[MORGAN, LEWIS & BOCKIUS LLP LETTERHEAD]
Exhibit 5.02
May 25, 2010
Entergy Texas, Inc.
639 Loyola Avenue
New Orleans, Louisiana 70113
Ladies and Gentlemen:
We have acted as counsel for Entergy Texas, Inc., a Texas corporation (the “Company”), in connection with the Registration Statement on Form S-3 (Registration Statement No. 333-153442), as amended (the “Registration Statement”), relating to $200,000,000 aggregate principal amount of the Company’s Mortgage Bonds, 3.60% Series due June 1, 2015 (the “Bonds”).
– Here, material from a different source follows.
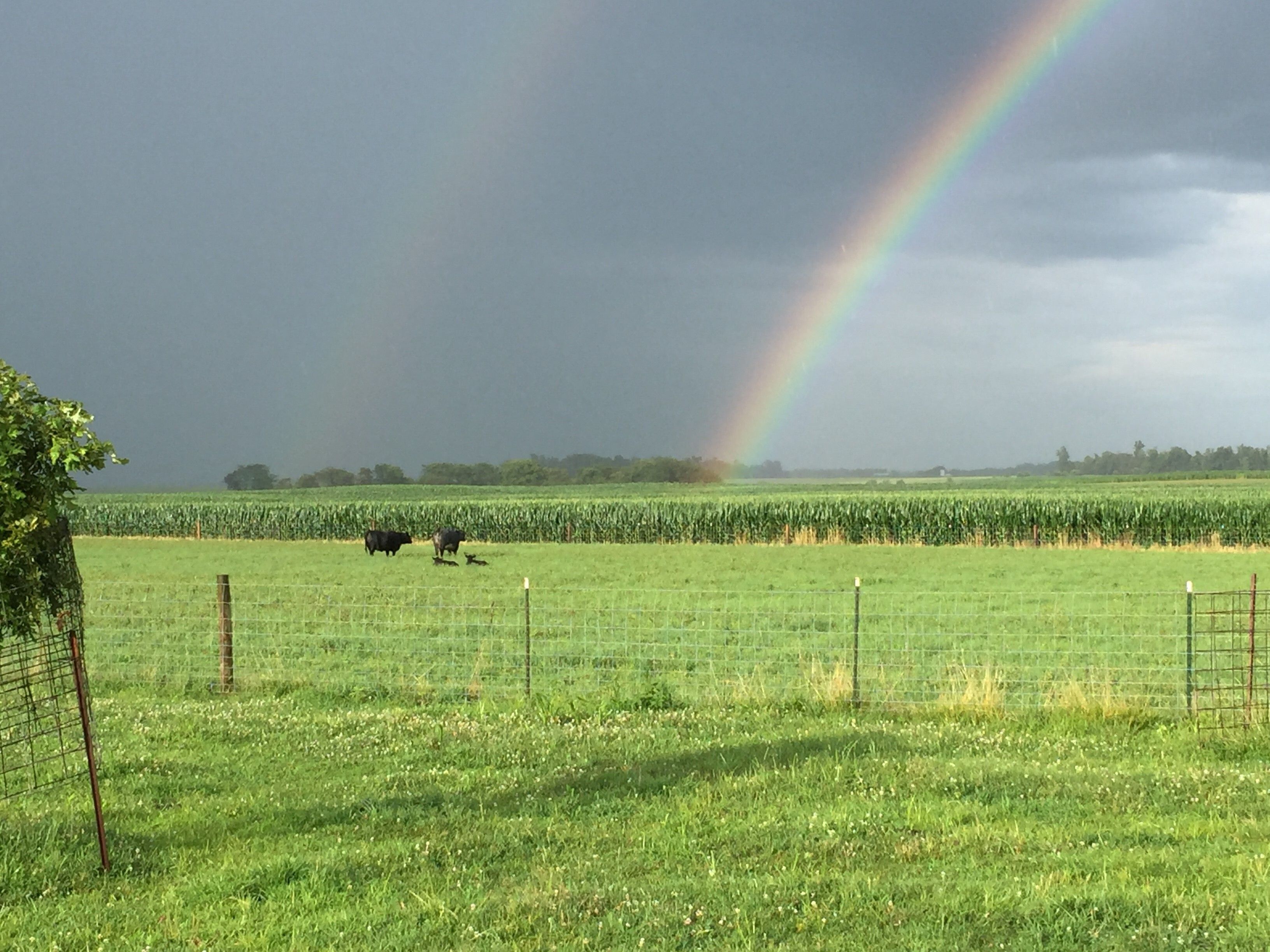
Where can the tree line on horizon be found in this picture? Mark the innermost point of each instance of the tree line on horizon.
(1144, 461)
(578, 469)
(588, 469)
The Bonds will be issued pursuant to the Company’s Indenture, Deed of Trust and Security Agreement, dated as of October 1, 2008, with The Bank of New York Mellon, as trustee (the “Trustee”) (the Indenture, Deed of Trust and Security Agreement, including the officer’s certificate establishing the terms of the Bonds, being hereinafter referred to as the “Mortgage”).
In our capacity as such counsel, we have examined the Registration Statement and the Mortgage, which has been filed with the Securities and Exchange Commission as an exhibit to the Registration Statement. As to questions of fact material to the opinions expressed herein, we have relied upon representations and certifications of officers of the Company and appropriate public officials without independent verification of such matters except as otherwise described herein. We have also examined or caused to be examined such other documents and have satisfied ourselves as to such other matters as we have deemed necessary in order to render this opinion. In such examination, we have assumed the genuineness of all signatures, the authenticity of all documents submitted to us as originals, and the conformity to the originals of the documents submitted to us as certified or photostatic copies and the authenticity of the originals of such latter documents. We have not examined the Bonds, except a specimen thereof, and we have relied upon a certificate of the Trustee as to the authentication and delivery thereof.
Subject to the foregoing and to the further exceptions and qualifications set forth below, we are of the opinion that the Bonds are legal, valid and binding obligations of the Company, subject to (i) applicable bankruptcy, insolvency, fraudulent conveyance, receivership, fraudulent transfer, preference, moratorium, reorganization or other similar laws affecting enforcement of mortgagees’ and other creditors’ rights and by general equitable principles (whether considered in a proceeding in equity or at law), including the possible unavailability of specific performance or injunctive relief, and (ii) concepts of materiality, reasonableness, good faith and fair dealing and the discretion of the court before which any proceeding therefor may be brought.
This opinion is limited to the laws of the States of New York and Texas and the federal laws of the United States of America. As to all matters of Texas law, we have relied upon the opinion of even date herewith addressed to you of Clark, Thomas & Winters, A Professional Corporation, Texas counsel to the Company, which is being filed as Exhibit 5.01 to the Registration Statement.
We hereby consent to the filing of this opinion as Exhibit 5.02 to the Registration Statement and to the references to our firm, as counsel, in the Registration Statement and in the prospectus contained therein. In giving the foregoing consent, we do not admit that we are within the category of persons whose consent is required under Section 7 of the Securities Act of 1933, as amended, or the rules and regulations promulgated thereunder.